Vanochtend heb ik een opdracht terug gegeven. Dat gebeurt niet vaak. Ik kan me de laatste keer niet eens herinneren. 


Het was fun in het begin. Het was een geweldige opdracht. Ik had er zin in!
Ik was me ook gewaar dat er iets niet klopte. En toch bleef ik me in allerlei bochten wringen om het te laten werken. 


Begin dit jaar heb ik de intentie gesteld om mezelf te eren, om goed voor mezelf te zorgen. Dit was niet erend voor mezelf. 


Het legt een oud patroon bloot. Ik zie nu waar ik mijn hele leven niet heb willen opgeven en iets wil laten werken wat niet werkt en hoe hard werken dat is. 

Een patroon van ‘ik geef nooit op’. 

Een patroon van: ik heb ‘ja’ gezegd en dus ben ik hier loyaal aan.
Een patroon van mezelf verkeerd maken, bewijzen dat ik niet verkeerd ben, dat ik geen oplichter ben, dat ik het goed bedoel. 

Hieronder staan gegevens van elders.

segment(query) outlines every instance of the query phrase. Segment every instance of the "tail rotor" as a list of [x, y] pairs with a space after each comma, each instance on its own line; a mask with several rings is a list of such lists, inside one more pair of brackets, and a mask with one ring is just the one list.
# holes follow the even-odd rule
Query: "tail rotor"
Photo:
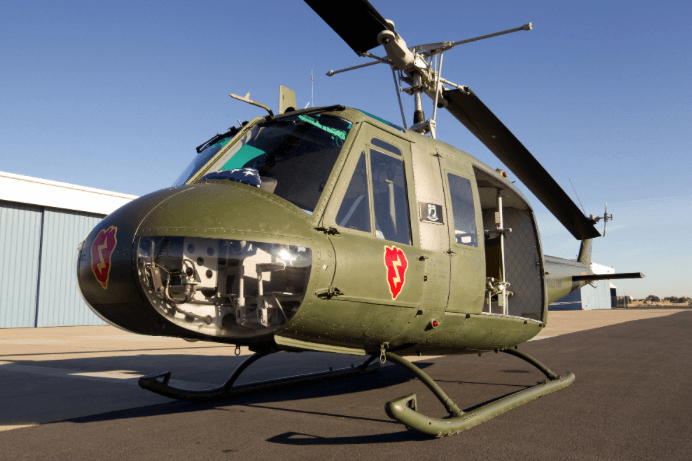
[[603, 216], [591, 215], [591, 219], [593, 220], [594, 223], [597, 223], [601, 219], [603, 220], [603, 237], [605, 237], [605, 229], [606, 229], [606, 226], [608, 225], [608, 221], [613, 220], [613, 215], [608, 214], [608, 202], [606, 202], [605, 211], [603, 212]]

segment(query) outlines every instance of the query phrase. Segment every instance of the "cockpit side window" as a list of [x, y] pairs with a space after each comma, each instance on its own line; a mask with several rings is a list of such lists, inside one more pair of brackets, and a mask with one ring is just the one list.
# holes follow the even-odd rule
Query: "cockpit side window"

Een patroon van: Ik heb geen andere keuze.



Ik zag de keuze nu wel. Ik zag wat ik aan het doen was. Ik zag wat ik mezelf  aandeed door maar door te gaan. Ik zag hoe ik mezelf martelde. 


Ik kies nu iets anders. Ik heb ‘nee’ gezegd! 
Het geeft ruimte.
Er mag iets nieuws ontstaan. 


Wat is er nu nog meer mogelijk?

Ben geen martelaar voor jezelf.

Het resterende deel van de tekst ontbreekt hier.